所得向上に重点を 年内に論点まとめる 自民基本政策委

 自民党の農業基本政策検討委員会(小野寺五典委員長)は4日、来年3月に改定を予定する政府の食料・農業・農村基本計画について、年内に一定の論点をまとめる方針を確認した。同委員会の顧問を務める宮腰光寛・前沖縄北方相は、農業の経営継承や農家の所得向上に重点を置くべきとする考えを示した。食料自給率目標だけにこだわらず、深刻化する農業の担い手不足などの課題に直結した内容に見直す狙いとみられる。

 小野寺委員長は「年内に一定の論点をまとめ、具体的な内容について踏み込んだ政策を図っていきたい」と述べた。

 宮腰氏は「今回は農家の高齢化や若い農業経営者の不足などを考えると農地を含めた経営継承が大きなテーマだ」と強調。その上で「農家の農業所得や農村での所得をどう上げていくかが基本計画の目玉になるべきではないか」と提起した。

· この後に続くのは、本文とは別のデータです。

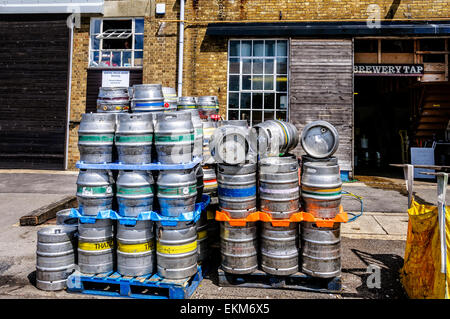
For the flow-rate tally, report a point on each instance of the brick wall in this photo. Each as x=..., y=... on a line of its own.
x=205, y=58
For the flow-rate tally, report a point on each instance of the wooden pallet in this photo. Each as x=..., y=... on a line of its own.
x=298, y=281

 現行計画ではカロリーベースの食料自給率目標を45%に掲げるが、直近の18年は37%と過去最低に落ち込んだ。45%達成に向けた品目別の生産努力目標も大半の品目で実現が難しい状況だ。

 党内には自給率を目標にすることを疑問視する声は少なくない。米中心だった食生活が変化していることへの対応に加えて、自給率低下を招いたとの批判をかわしたい思惑も見え隠れする。

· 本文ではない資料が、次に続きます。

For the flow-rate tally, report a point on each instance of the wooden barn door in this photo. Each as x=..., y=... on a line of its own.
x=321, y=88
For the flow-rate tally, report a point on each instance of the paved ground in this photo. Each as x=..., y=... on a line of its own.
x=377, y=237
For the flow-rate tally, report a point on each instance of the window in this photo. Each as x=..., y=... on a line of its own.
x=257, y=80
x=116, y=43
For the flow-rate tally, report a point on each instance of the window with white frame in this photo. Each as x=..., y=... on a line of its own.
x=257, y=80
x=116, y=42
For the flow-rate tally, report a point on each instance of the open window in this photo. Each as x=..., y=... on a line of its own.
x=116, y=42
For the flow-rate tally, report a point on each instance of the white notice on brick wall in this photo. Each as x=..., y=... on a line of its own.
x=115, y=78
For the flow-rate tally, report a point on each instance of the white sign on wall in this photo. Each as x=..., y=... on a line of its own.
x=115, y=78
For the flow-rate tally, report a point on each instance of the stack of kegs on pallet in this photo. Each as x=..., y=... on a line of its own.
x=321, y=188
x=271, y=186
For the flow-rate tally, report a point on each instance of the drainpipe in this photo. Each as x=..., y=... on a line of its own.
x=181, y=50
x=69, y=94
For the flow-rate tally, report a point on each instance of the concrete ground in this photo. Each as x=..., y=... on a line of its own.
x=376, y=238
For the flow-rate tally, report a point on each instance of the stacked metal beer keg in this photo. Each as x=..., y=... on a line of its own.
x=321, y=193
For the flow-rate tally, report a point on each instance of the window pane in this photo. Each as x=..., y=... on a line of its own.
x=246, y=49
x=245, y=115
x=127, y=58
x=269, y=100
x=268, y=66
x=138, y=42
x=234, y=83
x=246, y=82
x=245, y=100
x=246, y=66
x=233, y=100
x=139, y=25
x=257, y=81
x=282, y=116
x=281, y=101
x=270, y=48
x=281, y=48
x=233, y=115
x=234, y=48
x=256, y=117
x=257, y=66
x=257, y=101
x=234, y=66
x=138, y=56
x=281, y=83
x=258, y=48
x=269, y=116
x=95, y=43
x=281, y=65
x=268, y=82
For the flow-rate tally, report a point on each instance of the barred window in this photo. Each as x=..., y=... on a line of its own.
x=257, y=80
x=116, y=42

 一方、農業就業者は2015年で196万人と、政府の見通しを7万人程度下回る。担い手不足を背景に農地面積も減り続け、直近の19年で439万7000ヘクタールとなり、政府の25年の確保目標440万ヘクタールを早くも下回る。

 会合では「規模の大小を問わず、経営を継承している農家にはしっかり支援しないといけない」(進藤金日子氏)、「水田地域を維持するには兼業農家を含む関連人口が多くないと大規模農家が(過重負担で)苦しくなっていく」(鈴木憲和氏)などの意見が挙がった。